Ainda assim, pesquisas recentes sugerem que quase a metade dos republicanos e um número significativo de independentes acreditam que o presidente pode não ser “um cidadão legítimo”. Estudiosos de teorias da conspiração como esta dizem que este é um preço a se pagar por uma internet livre, sem filtros. Com todos os seus benefícios democráticos, a rede também funciona como um “grande moinho de boatos”, dizem os professores de ciência política Bruce Bimber, da Universidade da California em Santa Barbara, e Richard Davis, da Brigham Young University, em Utah.

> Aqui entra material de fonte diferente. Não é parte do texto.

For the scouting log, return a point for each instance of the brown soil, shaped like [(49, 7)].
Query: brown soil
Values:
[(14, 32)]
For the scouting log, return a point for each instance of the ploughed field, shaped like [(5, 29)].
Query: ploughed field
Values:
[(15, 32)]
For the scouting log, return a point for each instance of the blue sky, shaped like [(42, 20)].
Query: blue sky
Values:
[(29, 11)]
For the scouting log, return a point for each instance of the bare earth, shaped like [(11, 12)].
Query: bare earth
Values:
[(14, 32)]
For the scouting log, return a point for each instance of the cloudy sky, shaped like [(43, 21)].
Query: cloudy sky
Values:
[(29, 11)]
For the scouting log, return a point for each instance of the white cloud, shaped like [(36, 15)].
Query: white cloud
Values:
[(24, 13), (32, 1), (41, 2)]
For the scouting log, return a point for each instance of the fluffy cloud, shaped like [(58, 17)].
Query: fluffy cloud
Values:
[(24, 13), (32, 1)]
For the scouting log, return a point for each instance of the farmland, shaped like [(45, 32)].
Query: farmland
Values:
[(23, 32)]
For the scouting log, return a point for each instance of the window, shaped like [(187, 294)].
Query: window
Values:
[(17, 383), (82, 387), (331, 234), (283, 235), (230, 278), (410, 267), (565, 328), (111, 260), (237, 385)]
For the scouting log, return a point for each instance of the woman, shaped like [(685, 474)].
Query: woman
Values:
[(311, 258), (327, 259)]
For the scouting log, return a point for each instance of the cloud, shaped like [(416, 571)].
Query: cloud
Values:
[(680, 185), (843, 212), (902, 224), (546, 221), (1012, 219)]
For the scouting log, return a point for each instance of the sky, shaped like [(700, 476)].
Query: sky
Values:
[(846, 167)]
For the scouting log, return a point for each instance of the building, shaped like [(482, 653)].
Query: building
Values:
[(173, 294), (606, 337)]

Para Michael Barkun, professor da Universidade Syracuse, em Nova York, que estuda a cultura das conspirações, teorias como esta sobre Obama não teriam o mesmo poder há 25 ou 30 anos. Além da internet, a TV a cabo – com notícias 24 horas – alimenta este tipo de história. O curioso é que o canal de esquerda MSNBC foi, em determinados momentos, o que mais falou sobre a teoria. Ainda que com o intuito de desacreditá-la, a emissora acabava ajudando a manter o assunto em pauta. No canal conservador Fox News Channel, foram poucos os âncoras e comentaristas que consideraram a teoria como maluquice. A maioria, como o apresentador Sean Hannity, não cansava de perguntar no ar por que a Casa Branca simplesmente não mostrava logo a certidão e acabava com o assunto, dando a entender que não havia uma certidão americana a ser mostrada.

Em 2008, Obama divulgou um certificado resumido considerado legítimo pelo estado do Havaí. Os criadores e seguidores da teoria, ao que parece, não o consideraram válido. Recentemente, o presidente se deu ao trabalho de pedir ao Departamento de Saúde do Havaí que divulgasse cópias de sua certidão de nascimento completa. Donald Trump vangloriou-se de sua “vitória”. Agora, ele começou a questionar – em uma clara sugestão de preferência racial – como Obama teria entrado na Escola de Direito de Harvard. E a fila das teorias conspiratórias anda.